Le monde de Charlotte. Chap. 11 : Eille, je suis là !
Aujourd’hui, les garçons apprennent la sexualité sur
l’Internet en passant de longues heures sur des sites pornos. Résultat :
ces trop-pleins de testostérone développent des fantasmes malsains que leurs
partenaires ne peuvent ou ne veulent pas satisfaire. Quand elles les envoient
promener après avoir vainement tenté de leur expliquer la différence entre cul
et amour, entre viande et humain, ces malappris se tournent vers les
fonctionnaires du sexe comme moi pour étancher leur lubricité. Car, voyez-vous,
ils ont aussi appris sur l’internet que l’argent achète tout, même le vice.
Alors, ils y vont à fond la caisse sans se soucier du prix. Surtout, sans se
soucier de leur santé mentale ni de leur équilibre émotif. Ceux-là, je les ai
drôlement en pitié.
Rien de mieux qu’un exemple pour illustrer mon propos.
Rassurez-vous, je n’entrerai pas dans les détails. J’ai déjà eu comme client un
beau jeune homme dans la vingtaine qui trippait sur les souliers de femme. J’ai
donc gardé mes escarpins à talons carrés pour baiser avec lui. Or, j’ai vite
découvert que monsieur n’en voulait qu’à mes chaussures. Pour lui, mon corps
était simplement l’accessoire qui les tenait en place. Vous imaginez ma
déconvenue, moi qui avais soigné mon maquillage et revêtu un magnifique
déshabillé en dentelle noire. Il caressait mes escarpins, les humait, leur
parlait même! Je bouillais intérieurement. J’ai failli lui crier « Eille, je suis là ! ». En lieu et place, j’ai versé une larme de compassion.

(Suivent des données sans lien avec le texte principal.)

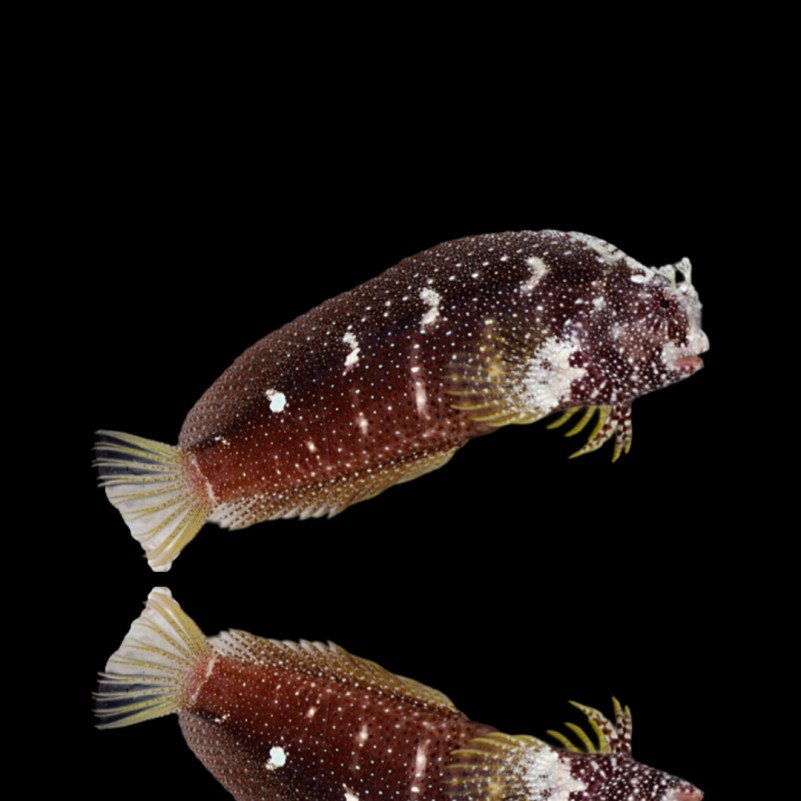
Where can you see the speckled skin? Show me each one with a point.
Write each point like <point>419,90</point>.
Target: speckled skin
<point>367,379</point>
<point>333,735</point>
<point>384,383</point>
<point>280,721</point>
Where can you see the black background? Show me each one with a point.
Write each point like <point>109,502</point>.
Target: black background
<point>512,580</point>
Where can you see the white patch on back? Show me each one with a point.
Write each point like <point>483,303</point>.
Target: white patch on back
<point>353,357</point>
<point>549,375</point>
<point>545,775</point>
<point>538,270</point>
<point>605,253</point>
<point>277,400</point>
<point>277,758</point>
<point>433,299</point>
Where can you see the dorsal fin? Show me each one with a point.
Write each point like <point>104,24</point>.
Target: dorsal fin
<point>328,662</point>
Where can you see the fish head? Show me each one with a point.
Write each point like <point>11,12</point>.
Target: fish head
<point>620,778</point>
<point>652,336</point>
<point>605,768</point>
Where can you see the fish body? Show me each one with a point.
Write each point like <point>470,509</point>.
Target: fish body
<point>384,383</point>
<point>279,721</point>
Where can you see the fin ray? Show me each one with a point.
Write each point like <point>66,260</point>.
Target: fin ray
<point>149,483</point>
<point>146,676</point>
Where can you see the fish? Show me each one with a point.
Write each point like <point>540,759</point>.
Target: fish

Dès
qu’il a eu terminé sa petite affaire, ce qui ne lui a guère pris plus de dix
minutes, il s’est dépêché de se rhabiller et de déguerpir, non sans m’avoir
d’abord payé son dû en gardant les yeux rivés au sol, plus exactement sur mes
pieds. C’est une des rares fois où je m’en suis voulu d’avoir accepté l’argent
d’un client. J’aurais dû lui dire de le garder pour soigner son fétichisme.
Remarquez, je n’ai rien contre les fantasmes sexuels. Je
suis prête à porter un costume de serveuse ou de lapine si cela excite mon
client. Cependant, il faut que ça reste un jeu et que monsieur baise avec la
femme que je suis et non avec le costume que je porte.